# The philipinos are coming!



## gam026 (Aug 14, 2011)

So i had a meeting with one of my larger contractors today and one of the things he told me was that he was in the process of getting philipinos to come here. Aparently there is a Nova Scotia program which allows them to come over and it costs a company $1200 a month plus room and board and transportation to and from the job site. :blink:

He told me that was great i can have workers and it would cost him half of what he pays his subs now. He said i'm sure there are no drywallers so don't worry about them taking your job, with a stupid smirk on his face. 

Has anyone else heard of this and what do you guys think.


----------



## 2buckcanuck (Jul 9, 2010)

What, corporate welfare, where the government picks winners and losers:blink:

Don't forget, us Canucks are lazy, we don't like to do manual labour. So they half to bring in foreign workers to do the work for us lazy [email protected] Us silly canucks won't take on low paying jobs, cause they won't pay the rent. But those foreign workers who get free board and a ride to work will, I wonder why:whistling2:

What they neglect to tell you is (the powers that be). That after a few years of working here, those foreign workers return home, and live like kings with the exchange rate on the money they saved up.

maybe we should do the same, sell all our accumulated wealth (if you have any) and move to the Philippians or Mexico, and live like kings.:yes:


----------



## sdrdrywall (Sep 4, 2010)

Come on 2 buck they're not letting your cracker a** stay down there unless you got a pocket of pesos to keep them in money.but if you do find a place let me know we've been thinking about moving ourselves .I wanted to move back to Ontario bit the wife wants no part of it.


----------



## 2buckcanuck (Jul 9, 2010)

sdrdrywall said:


> Come on 2 buck they're not letting your cracker a** stay down there unless you got a pocket of pesos to keep them in money.but if you do find a place let me know we've been thinking about moving ourselves .I wanted to move back to Ontario bit the wife wants no part of it.


Your a Canuck


----------



## gam026 (Aug 14, 2011)

Apparently they only keep 30 bucks a week for themselvs and send the rest back home.


----------



## sdrdrywall (Sep 4, 2010)

2buckcanuck said:


> Your a Canuck


Yup till I was 6 most of my family that's left are still there parents had to move to the states when my grandparents got ill


----------



## 2buckcanuck (Jul 9, 2010)

gam026 said:


> Apparently they only keep 30 bucks a week for themselvs and send the rest back home.

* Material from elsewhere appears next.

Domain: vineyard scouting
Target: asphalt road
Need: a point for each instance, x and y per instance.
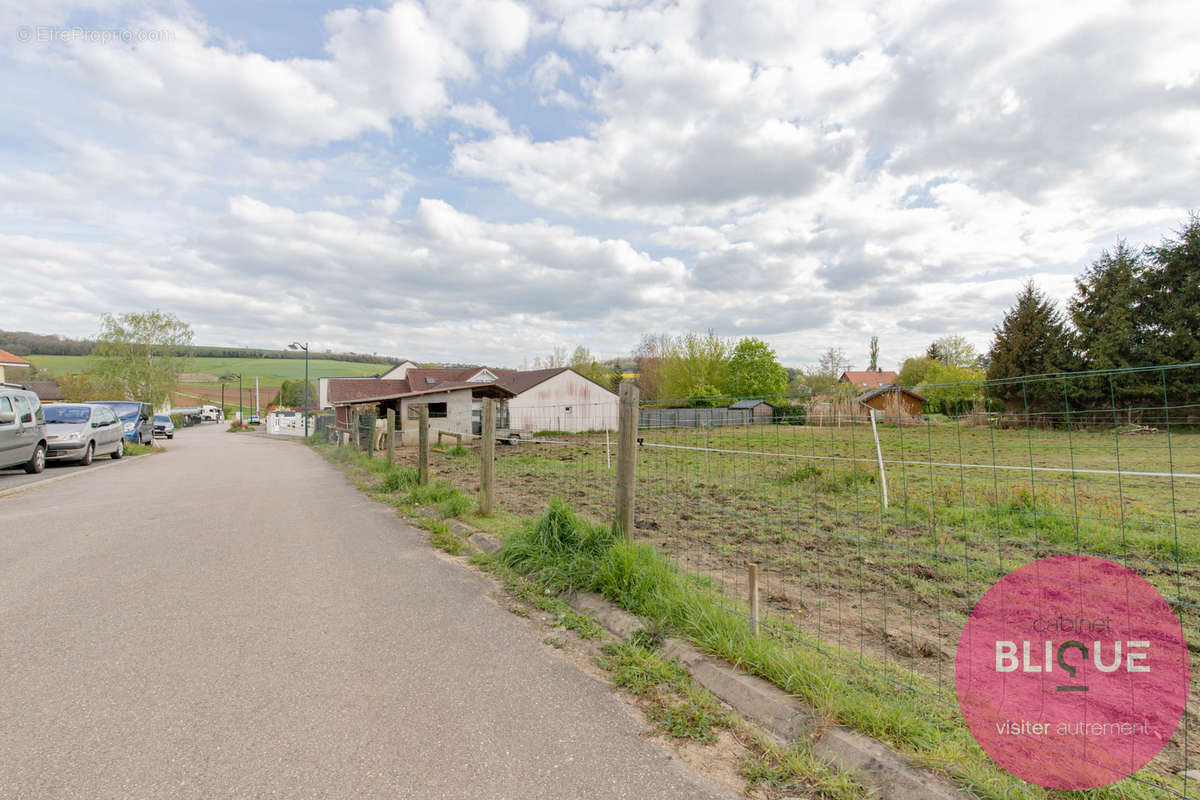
(231, 619)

I grew up in the Tobacco belt, I picked,,,, I mean primed tobacco. We seen the Jamaicans come in,and slowly take things over. No one really bitched about it, It's not like most of us were going to make it a career out of it. Most of us understood why the farmers were going that root. It's not that the Jamaicans were better workers than us Canucks ( although they didn't whine when the weather got hot like us canucks did:whistling2. It was more cost effective for them. They had the same workers come back year after year, and they could work start to finish the WHOLE season. To hire locals, you hired new workers for planting, harvest and grading so on,,,,, bottom line, it was seasonal un-skilled work.

Problem with what your talking about gam, is they think were general labour, not skilled labour. So they will bring in labour that will drive the price down, screwing over guys like you and me. The skilled labour.

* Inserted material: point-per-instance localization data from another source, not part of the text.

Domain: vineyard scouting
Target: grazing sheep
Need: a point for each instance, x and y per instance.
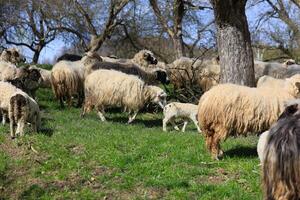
(22, 110)
(110, 88)
(143, 58)
(45, 76)
(150, 76)
(7, 90)
(281, 161)
(180, 110)
(67, 78)
(231, 110)
(291, 108)
(69, 57)
(12, 55)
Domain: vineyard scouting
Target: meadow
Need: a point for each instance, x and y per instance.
(75, 158)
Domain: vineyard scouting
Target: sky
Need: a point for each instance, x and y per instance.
(56, 47)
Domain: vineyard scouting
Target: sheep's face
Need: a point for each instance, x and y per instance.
(14, 56)
(160, 99)
(150, 58)
(162, 76)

Maybe you should offer them 50 bucks a week, they can keep,,,,, start a labour war:whistling2:


----------



## 2buckcanuck (Jul 9, 2010)

sdrdrywall said:


> Yup till I was 6 most of my family that's left are still there parents had to move to the states when my grandparents got ill


Well ,,, technically,,,, you could kind of say I'm of American decent line. My one ancestor from Pennsylvania, sent his younger brother with his kids to Ontario during the war of Independence. But un-like your wife, they liked it here and stayed:whistling2:

So does that mean your truly a Toronto Maple leafs fan deep down inside:thumbup:


----------



## sdrdrywall (Sep 4, 2010)

2buckcanuck said:


> Well ,,, technically,,,, you could kind of say I'm of American decent line. My one ancestor from Pennsylvania, sent his younger brother with his kids to Ontario during the war of Independence. But un-like your wife, they liked it here and stayed:whistling2:
> 
> So does that mean your truly a Toronto Maple leafs fan deep down inside:thumbup:


she would probably go if her family wasn't here my 9 year old drives my crazy to go visit .and I hate to say it but I'm a bruins fan


----------